O isolamento social é fundamental para o combate imediato à Covid-19. Mas a medida representa apenas metade da solução. A outra metade é a saída organizada e racional do isolamento, de maneira que se evite a destruição desnecessária da economia, cuja conta é paga por todos, sobretudo pela população socialmente mais vulnerável.

Ao longo do tempo, a urbanização, a industrialização e a educação colaboraram para o declínio da mortalidade por doenças infecciosas. Mas seus benefícios não foram distribuídos por igual entre os países e as camadas da sociedade.
As nações mais pobres sofrem mais, por exemplo, com as dificuldades de financiar um sistema inclusivo de saúde pública e seguridade social. Com isso ficam mais expostas às consequências nefastas de recessões. Com mais flancos abertos, assistem com frequência ao ressurgimento de doenças infecciosas já controladas.
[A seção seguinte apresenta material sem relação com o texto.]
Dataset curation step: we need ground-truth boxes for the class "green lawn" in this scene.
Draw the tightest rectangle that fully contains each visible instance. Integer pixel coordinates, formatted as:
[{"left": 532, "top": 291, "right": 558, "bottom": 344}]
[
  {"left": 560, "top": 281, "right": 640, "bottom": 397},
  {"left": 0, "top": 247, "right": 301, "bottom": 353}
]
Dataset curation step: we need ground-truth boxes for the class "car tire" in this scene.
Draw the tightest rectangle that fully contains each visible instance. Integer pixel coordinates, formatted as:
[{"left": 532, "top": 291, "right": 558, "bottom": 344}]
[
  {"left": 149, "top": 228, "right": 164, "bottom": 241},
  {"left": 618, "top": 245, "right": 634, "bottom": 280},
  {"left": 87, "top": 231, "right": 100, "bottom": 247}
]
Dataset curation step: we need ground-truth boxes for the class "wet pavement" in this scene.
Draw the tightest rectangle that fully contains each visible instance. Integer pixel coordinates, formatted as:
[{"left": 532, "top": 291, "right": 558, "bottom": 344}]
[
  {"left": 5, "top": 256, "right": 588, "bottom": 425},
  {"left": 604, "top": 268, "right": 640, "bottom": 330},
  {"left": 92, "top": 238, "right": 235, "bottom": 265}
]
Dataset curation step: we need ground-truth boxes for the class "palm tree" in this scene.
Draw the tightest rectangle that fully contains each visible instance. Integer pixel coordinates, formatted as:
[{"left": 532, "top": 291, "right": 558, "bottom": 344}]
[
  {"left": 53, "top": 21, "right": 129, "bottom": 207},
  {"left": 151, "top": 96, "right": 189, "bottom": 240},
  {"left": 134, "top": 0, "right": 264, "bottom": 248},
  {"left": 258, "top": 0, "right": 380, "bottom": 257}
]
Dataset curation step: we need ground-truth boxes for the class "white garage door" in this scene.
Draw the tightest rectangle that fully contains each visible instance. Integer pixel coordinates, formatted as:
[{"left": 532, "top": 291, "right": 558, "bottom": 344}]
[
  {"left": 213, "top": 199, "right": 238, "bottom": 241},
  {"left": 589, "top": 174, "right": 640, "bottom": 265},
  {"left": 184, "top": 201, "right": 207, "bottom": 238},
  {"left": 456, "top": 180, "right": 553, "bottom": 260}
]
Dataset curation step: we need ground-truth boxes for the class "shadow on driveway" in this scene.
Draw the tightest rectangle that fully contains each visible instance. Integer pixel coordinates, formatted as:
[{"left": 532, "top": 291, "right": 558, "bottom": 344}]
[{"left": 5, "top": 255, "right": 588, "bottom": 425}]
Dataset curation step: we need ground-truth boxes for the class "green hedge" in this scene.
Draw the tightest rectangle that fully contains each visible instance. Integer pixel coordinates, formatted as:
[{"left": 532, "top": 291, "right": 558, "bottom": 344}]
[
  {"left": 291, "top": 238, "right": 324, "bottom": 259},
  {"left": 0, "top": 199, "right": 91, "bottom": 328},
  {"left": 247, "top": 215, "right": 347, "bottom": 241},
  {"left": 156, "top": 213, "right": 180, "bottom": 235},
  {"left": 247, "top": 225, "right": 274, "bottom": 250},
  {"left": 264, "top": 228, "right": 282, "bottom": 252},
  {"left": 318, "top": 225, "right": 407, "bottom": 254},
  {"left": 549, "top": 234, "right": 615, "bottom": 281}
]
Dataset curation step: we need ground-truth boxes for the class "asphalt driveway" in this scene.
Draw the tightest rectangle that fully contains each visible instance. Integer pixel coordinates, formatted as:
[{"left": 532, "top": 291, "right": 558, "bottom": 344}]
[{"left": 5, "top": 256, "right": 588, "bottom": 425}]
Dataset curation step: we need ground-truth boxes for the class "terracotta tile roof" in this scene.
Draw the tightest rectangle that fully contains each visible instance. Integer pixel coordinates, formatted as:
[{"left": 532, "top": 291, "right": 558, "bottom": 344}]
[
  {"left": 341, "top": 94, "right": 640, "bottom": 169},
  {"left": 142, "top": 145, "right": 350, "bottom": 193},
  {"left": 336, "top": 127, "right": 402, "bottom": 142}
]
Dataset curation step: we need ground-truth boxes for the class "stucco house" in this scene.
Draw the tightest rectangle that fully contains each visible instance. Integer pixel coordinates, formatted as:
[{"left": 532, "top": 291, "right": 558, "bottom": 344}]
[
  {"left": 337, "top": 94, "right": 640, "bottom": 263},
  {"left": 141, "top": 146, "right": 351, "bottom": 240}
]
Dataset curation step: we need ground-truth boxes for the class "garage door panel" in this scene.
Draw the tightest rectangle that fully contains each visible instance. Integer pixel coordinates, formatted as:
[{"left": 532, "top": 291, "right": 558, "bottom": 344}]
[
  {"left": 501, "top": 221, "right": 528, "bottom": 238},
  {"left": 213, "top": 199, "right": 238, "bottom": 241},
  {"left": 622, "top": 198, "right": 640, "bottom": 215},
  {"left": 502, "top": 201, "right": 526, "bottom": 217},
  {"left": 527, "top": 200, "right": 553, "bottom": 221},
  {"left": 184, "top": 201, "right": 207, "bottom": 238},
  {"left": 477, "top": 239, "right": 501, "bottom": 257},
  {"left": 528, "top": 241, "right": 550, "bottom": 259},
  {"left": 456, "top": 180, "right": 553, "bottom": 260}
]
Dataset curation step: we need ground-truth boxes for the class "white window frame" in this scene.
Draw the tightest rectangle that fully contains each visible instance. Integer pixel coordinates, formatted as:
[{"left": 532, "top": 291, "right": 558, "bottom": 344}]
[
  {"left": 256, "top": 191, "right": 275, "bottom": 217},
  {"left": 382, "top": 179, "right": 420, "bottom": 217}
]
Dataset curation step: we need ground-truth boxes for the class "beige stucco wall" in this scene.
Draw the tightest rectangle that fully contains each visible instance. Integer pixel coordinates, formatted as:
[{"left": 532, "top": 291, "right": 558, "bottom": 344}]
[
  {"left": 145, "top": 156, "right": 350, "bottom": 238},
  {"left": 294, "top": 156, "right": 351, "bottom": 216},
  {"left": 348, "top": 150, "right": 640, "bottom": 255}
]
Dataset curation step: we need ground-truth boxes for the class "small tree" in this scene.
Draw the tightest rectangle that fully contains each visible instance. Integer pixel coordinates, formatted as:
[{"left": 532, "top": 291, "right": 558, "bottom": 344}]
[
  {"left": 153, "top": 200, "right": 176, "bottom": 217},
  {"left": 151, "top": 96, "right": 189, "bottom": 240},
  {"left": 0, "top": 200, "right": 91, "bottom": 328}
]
Entre 2012 e 2017, um levantamento mostrou que, nas crises econômicas, países com baixa renda per capita apresentam maiores taxas de mortalidade entre os mais pobres. Na crise de 2008, países com alta renda per capita tiveram até diminuição do número de mortes, exceção feitas aos casos de suicídio. A proteção social, portanto, é fundamental nos indicadores de saúde. Os pobres sem proteção social pagam o preço nas demandas de saúde.
Moral da história: economia e saúde andam juntas há muito tempo. É por isso que, na saída do isolamento, teremos que conciliar aspectos de proteção da vida com a necessidade de reabertura da atividade econômica. Na medida em que possamos nos orientar por alguns indicadores, isso será feito de forma mais segura.
O primeiro passo é termos certeza de que o achatamento da curva epidemiológica está de fato ocorrendo, com surgimento de pouquíssimos casos novos e recuperação daqueles que contraíram a doença. Houvesse remédios e vacinas, a situação seria outra. Na sua ausência, porém, a opção fica reduzida a isolar ou não isolar a população. E nesse quesito temos uma curva nacional composta de várias curvas regionais e no sentido mais amplo com realidades diferentes.
É por isso que não pode haver precipitação. Se a transição falhar, teremos que dar um passo atrás e voltar ao isolamento. Não pode também haver adiamento sem justificativa científica, sob pena de se pressionar ainda mais, e desnecessariamente, a economia, cujo custo também pode ser medido em vidas precocemente ceifadas. Uma coisa é sair do isolamento, outra é relaxar o monitoramento.
Faz-se necessário, em primeiro lugar, avaliar a capacidade da infraestrutura hospitalar. O passo seguinte é a identificação das atividades economicamente mais vulneráveis, que devem ser priorizadas na hora de sairmos do isolamento. Testes seriam de grande valia, claro, mas a alternativa não é simples, devido à carência, à baixa qualidade e à dificuldade de serem aplicados em massa.
Do cruzamento dessas variáveis é que se pode estabelecer um plano de liberação, pelo menos em relação às pessoas de menor risco e utilizando-se de inteligência artificial. Trabalhando de forma escalonada, evitando mobilidade conjunta em massa, introduzindo mudanças comportamentais (como o uso de máscaras e álcool em gel e até mudanças nos cumprimentos) não há razão para não se iniciar um projeto operacional de saída do isolamento – desde que tenha havido o achatamento da curva de infectados e que haja infraestrutura suficiente de medicina intensiva para aquele grupo regionalizado que possa suportar eventual rebote.
No plano legal, o artigo 198 da Constituição Federal, que disciplina as ações e serviços públicos de saúde, estabelece como uma das diretrizes a participação da comunidade, o que significa que todos nós somos também responsáveis por nossa saúde. Já a lei 8.080, de 1990, assegura que as bases de dados dos ministérios da Saúde e do Trabalho possam ser usadas pelas secretarias estaduais e municipais de saúde.
 
O monitoramento dessas informações consolidadas possibilitará – em menos tempo, por um custo relativamente mais baixo e de maneira mais eficiente – a atuação cooperada entre União, Estados, Distrito Federal e municípios. A análise permitirá o monitoramento referencial das pessoas pertencentes aos chamados grupos de risco.
Todos queremos a mesma coisa: salvar vidas, não prejudicar a economia – e para alcançar esse fim valem as ferramentas pautadas por consistência e qualidade. E vale a máxima: os momentos de crise não podem impor iniciativas que não sigam o rigor do melhor conhecimento. E isso é política: a orientação ou a atitude de um governo em relação a certos assuntos e problemas de interesse público. Em outras palavras: trabalhemos pela sociedade e pelos seus interesses com mais políticas de saúde e menos política na saúde.
 
Claudio Lottenberg é presidente do Conselho da Sociedade Beneficente Israelita Brasileira Albert Einstein e do Instituto Coalizão Saúde.